Irrigation of plants requires attention to three factors:
1. Amount ( How much to apply?)
2. Timing (How often to apply?)
3. Rate ( How fast will the soil take it?)
AMOUNT depends on on the specific types of plants grown. Lawns require up to 4 inches of water per week in the summer, but as little as 1 inch in the winter. Every time you water, apply enough to penetrate the soil deep enough to wet the entire root zone. Shallow rooted (8-10 inches) plants like lawns, flowers and vegetables require water to a 12 inch depth but more frequently than deep rooted ( 18 to 24 inches) trees and shrubs. A quick method to determine water penetration is to push a long screwdriver or metal bar in the soil after an irrigation. Resistance increases as the tool approaches the dry soil.

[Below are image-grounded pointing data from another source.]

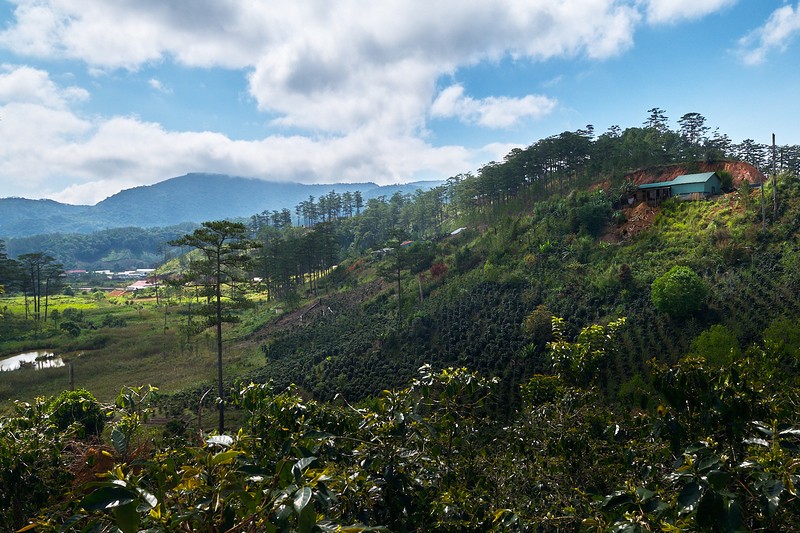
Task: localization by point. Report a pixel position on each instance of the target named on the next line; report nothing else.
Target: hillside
(190, 198)
(520, 350)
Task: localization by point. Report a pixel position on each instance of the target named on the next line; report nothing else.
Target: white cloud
(672, 11)
(777, 33)
(353, 80)
(492, 112)
(325, 66)
(158, 86)
(23, 84)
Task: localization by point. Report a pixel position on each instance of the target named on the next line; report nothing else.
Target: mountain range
(190, 198)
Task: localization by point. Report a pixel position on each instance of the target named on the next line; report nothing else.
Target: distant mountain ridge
(195, 197)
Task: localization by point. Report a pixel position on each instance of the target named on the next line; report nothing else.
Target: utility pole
(763, 208)
(774, 182)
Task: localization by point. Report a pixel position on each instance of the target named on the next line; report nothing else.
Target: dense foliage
(511, 351)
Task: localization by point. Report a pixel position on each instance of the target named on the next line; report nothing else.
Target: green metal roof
(680, 180)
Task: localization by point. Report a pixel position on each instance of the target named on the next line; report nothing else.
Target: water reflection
(35, 360)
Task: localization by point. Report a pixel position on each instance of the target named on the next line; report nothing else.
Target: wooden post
(763, 208)
(774, 182)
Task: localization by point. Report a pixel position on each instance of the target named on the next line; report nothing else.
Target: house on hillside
(686, 187)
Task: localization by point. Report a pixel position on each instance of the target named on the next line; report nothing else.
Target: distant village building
(139, 285)
(686, 187)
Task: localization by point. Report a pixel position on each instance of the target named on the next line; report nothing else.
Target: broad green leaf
(773, 489)
(226, 441)
(127, 518)
(149, 502)
(119, 441)
(307, 519)
(689, 497)
(108, 497)
(301, 499)
(224, 457)
(717, 479)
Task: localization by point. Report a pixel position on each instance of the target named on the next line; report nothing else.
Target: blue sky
(97, 96)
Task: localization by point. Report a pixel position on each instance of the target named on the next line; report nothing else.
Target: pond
(36, 360)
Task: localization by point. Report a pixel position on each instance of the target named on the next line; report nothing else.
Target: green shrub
(679, 293)
(81, 407)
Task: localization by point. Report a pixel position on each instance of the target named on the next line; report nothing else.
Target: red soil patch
(740, 171)
(637, 219)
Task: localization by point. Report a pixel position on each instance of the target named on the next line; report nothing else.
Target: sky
(97, 96)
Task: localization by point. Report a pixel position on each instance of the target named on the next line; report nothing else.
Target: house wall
(709, 187)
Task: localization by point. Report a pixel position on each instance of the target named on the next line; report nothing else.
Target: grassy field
(122, 343)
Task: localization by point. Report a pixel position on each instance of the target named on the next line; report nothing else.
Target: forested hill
(189, 198)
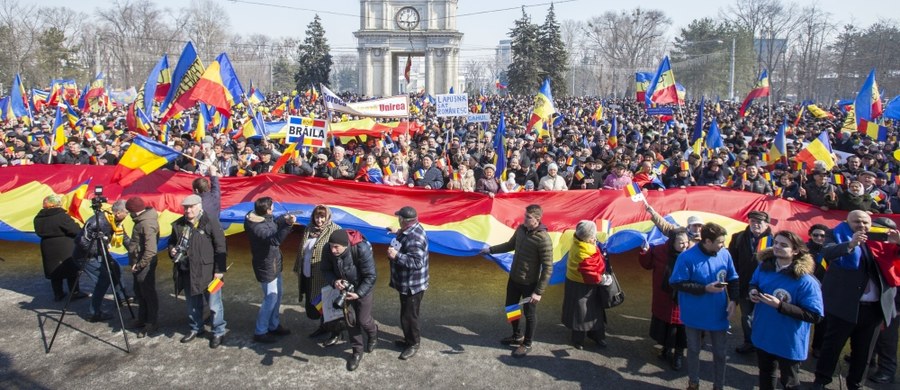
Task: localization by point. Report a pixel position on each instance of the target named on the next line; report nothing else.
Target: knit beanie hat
(339, 237)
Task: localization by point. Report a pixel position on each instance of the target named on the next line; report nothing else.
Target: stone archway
(392, 29)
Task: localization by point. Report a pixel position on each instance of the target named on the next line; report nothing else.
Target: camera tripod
(100, 243)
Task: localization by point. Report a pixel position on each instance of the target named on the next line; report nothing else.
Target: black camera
(98, 200)
(341, 300)
(181, 249)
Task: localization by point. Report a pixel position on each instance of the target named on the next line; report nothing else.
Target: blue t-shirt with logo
(708, 311)
(777, 333)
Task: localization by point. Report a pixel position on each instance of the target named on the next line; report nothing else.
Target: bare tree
(628, 40)
(772, 22)
(814, 30)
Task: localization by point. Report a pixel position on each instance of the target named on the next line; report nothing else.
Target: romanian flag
(407, 68)
(78, 195)
(764, 243)
(819, 113)
(513, 312)
(778, 150)
(543, 105)
(662, 88)
(18, 102)
(317, 303)
(761, 89)
(613, 139)
(215, 286)
(868, 100)
(839, 179)
(218, 86)
(59, 131)
(94, 95)
(579, 174)
(633, 191)
(697, 135)
(641, 82)
(873, 130)
(817, 150)
(143, 157)
(186, 75)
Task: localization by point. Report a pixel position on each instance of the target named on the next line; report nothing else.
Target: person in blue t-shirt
(791, 302)
(706, 282)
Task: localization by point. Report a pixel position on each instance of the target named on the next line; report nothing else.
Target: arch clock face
(407, 18)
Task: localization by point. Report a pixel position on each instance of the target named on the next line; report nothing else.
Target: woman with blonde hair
(582, 312)
(313, 242)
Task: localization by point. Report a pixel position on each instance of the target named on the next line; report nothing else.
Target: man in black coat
(57, 231)
(197, 245)
(348, 264)
(858, 301)
(743, 248)
(266, 233)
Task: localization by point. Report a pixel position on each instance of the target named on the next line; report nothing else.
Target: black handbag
(612, 294)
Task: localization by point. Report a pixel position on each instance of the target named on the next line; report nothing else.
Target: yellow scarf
(118, 231)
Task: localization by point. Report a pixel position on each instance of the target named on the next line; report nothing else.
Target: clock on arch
(407, 18)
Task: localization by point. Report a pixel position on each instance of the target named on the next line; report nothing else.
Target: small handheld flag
(764, 243)
(215, 286)
(633, 191)
(513, 312)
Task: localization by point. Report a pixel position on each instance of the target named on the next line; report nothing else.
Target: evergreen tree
(553, 57)
(314, 58)
(282, 75)
(524, 72)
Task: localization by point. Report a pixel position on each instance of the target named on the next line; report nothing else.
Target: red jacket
(663, 306)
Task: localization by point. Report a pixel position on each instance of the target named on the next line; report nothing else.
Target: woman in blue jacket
(791, 301)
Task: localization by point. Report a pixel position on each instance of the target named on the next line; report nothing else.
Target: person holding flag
(529, 274)
(743, 249)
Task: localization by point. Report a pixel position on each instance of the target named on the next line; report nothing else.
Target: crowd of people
(840, 282)
(593, 144)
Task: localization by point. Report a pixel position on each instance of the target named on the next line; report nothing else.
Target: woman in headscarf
(313, 241)
(665, 323)
(582, 312)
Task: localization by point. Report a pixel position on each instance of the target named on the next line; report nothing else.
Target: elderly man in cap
(743, 248)
(428, 176)
(142, 258)
(818, 192)
(197, 247)
(529, 274)
(408, 254)
(859, 297)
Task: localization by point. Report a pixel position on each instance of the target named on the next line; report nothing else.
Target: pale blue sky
(482, 28)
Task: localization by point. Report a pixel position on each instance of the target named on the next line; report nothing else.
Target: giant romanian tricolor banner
(457, 223)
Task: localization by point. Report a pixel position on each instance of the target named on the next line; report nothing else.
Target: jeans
(102, 283)
(747, 307)
(216, 311)
(790, 371)
(718, 339)
(268, 318)
(409, 317)
(145, 294)
(514, 293)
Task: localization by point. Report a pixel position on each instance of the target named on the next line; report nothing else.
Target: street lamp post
(731, 82)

TIMING: or how often to irrigate depends on the type of soil being irrigated and the water penetration into the soil. Shallow irrigations for shallow rooted plants in sandy soils require more frequent irrigations. Heavier clay-like soils hold more water and require less frequent irrigations. The longest irrigations timings will be for deep rooted plants such as trees in heavy clay soils.
Beware of mixing shallow and deep rooted plants together under the same irrigation system in a heavy soil or the results can be a disaster.
RATE: to apply water depends on the irrigation systems, application rate and the type of soil. The application rate should not exceed the rate water drains into the soil. If the rate is too high, water puddles in low spots or urns down the street; then more frequent and shorter irrigations might be necessary to wet the entire root system.
Every landscape and irrigation system is different, so there are no constant numbers for How much water do I apply? or How many minutes should I water? The proper answer is, It depends.
It depends on:
The time of year.
the specific plant being watered and their demand for water.
The soil type
When watering your yard remember to:
1. Water the entire root zone of each plant.
2. Water more frequently in sandy soils, less frequently in heavier soils.
3. If water runs off , change to more frequent but shorter cycles.
4. Dig down occasionally and check for moisture.